Probably a draw in those two scenarios, but I'd still give tcpdump a slight edge. If the tcpdump process cannot empty the packet buffer filled by the libpcap driver fast enough you'll see a nonzero value for "dropped by kernel" when the tcpdump terminates. Generally a polite clue that your reach is exceeding your grasp and you need to get more specific with your parameters. Newer versions permit setting the buffer to larger than the default 2MB via the -B option but the somewhat old version of tcpdump shipped with Gaia does not appear to permit that. Feature request to update the version of tcpdump for R80 maybe?

Hadn't thought too much about CPUGCon; never been to one before. Once dates & agenda are firmed up I'll consider it.

jflemingeds
2014-11-19, 12:06
Probably a draw in those two scenarios, but I'd still give tcpdump a slight edge. If the tcpdump process cannot empty the packet buffer filled by the libpcap driver fast enough you'll see a nonzero value for "dropped by kernel" when the tcpdump terminates. Generally a polite clue that your reach is exceeding your grasp and you need to get more specific with your parameters. Newer versions permit setting the buffer to larger than the default 2MB via the -B option but the somewhat old version of tcpdump shipped with Gaia does not appear to permit that. Feature request to update the version of tcpdump for R80 maybe?

Hadn't thought too much about CPUGCon; never been to one before. Once dates & agenda are firmed up I'll consider it.

yeah updated tcpdump would be nice. I would assume it would also support the option to rotate pcap files once they hit a size. I think its the -W option? I've used nohup tcpdump bla -w - | gzip > tcpdump.cap.gz & to keep the size down.

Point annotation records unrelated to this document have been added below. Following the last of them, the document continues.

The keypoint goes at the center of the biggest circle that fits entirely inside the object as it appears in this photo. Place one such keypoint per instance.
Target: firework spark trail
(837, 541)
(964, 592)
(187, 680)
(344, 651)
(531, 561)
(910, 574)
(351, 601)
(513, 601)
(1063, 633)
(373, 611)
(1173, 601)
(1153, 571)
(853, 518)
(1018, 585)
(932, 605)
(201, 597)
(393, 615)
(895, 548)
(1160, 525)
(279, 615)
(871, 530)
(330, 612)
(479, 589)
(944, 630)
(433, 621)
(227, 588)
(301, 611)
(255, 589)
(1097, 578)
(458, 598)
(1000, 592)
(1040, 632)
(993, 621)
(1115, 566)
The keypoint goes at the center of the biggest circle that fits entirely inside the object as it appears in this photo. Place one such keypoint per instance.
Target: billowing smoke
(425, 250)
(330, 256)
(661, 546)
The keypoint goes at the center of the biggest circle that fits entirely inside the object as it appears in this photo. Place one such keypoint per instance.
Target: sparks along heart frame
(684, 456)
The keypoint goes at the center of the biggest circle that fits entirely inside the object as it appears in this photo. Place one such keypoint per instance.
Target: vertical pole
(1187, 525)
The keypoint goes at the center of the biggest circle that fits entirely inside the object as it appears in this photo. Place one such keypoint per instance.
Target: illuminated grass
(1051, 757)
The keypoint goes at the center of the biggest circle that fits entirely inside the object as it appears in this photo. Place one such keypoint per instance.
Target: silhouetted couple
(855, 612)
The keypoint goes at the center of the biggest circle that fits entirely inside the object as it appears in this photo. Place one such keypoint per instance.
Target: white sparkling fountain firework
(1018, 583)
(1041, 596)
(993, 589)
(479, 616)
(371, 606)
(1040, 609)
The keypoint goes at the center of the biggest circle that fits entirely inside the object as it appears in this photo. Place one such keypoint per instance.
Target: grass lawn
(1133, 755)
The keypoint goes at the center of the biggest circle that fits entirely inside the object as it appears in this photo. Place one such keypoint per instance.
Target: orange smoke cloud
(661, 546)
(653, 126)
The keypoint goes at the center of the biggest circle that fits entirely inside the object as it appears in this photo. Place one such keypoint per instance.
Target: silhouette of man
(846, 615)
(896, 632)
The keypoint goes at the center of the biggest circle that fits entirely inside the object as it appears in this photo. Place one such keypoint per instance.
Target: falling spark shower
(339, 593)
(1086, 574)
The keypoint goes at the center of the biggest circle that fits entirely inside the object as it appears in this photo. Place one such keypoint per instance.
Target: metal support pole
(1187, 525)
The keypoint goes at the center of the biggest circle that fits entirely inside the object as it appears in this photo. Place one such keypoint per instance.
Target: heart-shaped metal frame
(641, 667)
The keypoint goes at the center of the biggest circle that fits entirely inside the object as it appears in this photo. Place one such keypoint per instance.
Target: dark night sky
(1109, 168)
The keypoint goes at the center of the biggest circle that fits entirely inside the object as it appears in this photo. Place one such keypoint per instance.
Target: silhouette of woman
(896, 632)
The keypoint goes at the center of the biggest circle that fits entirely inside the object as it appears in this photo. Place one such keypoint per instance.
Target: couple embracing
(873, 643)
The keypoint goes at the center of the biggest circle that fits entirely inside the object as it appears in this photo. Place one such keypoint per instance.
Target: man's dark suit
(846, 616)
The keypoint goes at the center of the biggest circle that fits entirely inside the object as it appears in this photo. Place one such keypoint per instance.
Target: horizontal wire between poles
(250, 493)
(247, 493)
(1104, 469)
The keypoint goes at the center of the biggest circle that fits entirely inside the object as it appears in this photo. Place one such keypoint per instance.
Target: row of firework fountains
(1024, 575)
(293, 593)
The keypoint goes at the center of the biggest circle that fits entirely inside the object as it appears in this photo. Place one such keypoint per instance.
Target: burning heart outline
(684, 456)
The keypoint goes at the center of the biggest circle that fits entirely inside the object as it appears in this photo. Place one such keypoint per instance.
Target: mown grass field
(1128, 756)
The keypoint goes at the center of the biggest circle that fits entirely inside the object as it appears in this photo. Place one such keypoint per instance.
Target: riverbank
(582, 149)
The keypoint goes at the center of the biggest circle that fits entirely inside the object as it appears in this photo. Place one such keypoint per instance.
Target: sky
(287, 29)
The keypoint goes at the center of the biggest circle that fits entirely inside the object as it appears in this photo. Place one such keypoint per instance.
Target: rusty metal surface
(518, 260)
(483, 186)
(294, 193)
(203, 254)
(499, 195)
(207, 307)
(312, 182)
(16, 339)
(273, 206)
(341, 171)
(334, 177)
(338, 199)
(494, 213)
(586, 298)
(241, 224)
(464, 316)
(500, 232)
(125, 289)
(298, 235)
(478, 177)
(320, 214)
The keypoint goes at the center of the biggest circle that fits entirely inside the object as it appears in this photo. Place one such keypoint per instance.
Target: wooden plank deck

Only trick is you have to kill tcpdump with a sig interrupt (which is what ctrl-c is I think) to get it to cleanly shutdown, which makes gzip happy otherwise you'll loose some data at the end.

jrrodrigo
2014-11-26, 05:20
Hi,

We have found the problem, searching the involved MACs with tcpdump -e. The packet actually reach the firewall, but using the physical MAC, not the VMAC like the other valid packets being processed by the firewall. It seems it doesn't reach the kernel firewall module due to this behavior. The remote machine (a router) is using the wrong MAC because it has a loopback direction configured in the VLAN of the other remote machine and for some reason it's creating the packet with the physical MAC.

Thank you all.

ShadowPeak.com
2014-11-26, 16:41
Hi,

We have found the problem, searching the involved MACs with tcpdump -e. The packet actually reach the firewall, but using the physical MAC, not the VMAC like the other valid packets being processed by the firewall. It seems it doesn't reach the kernel firewall module due to this behavior. The remote machine (a router) is using the wrong MAC because it has a loopback direction configured in the VLAN of the other remote machine and for some reason it's creating the packet with the physical MAC.

Thank you all.

Interesting, thanks for the follow-up.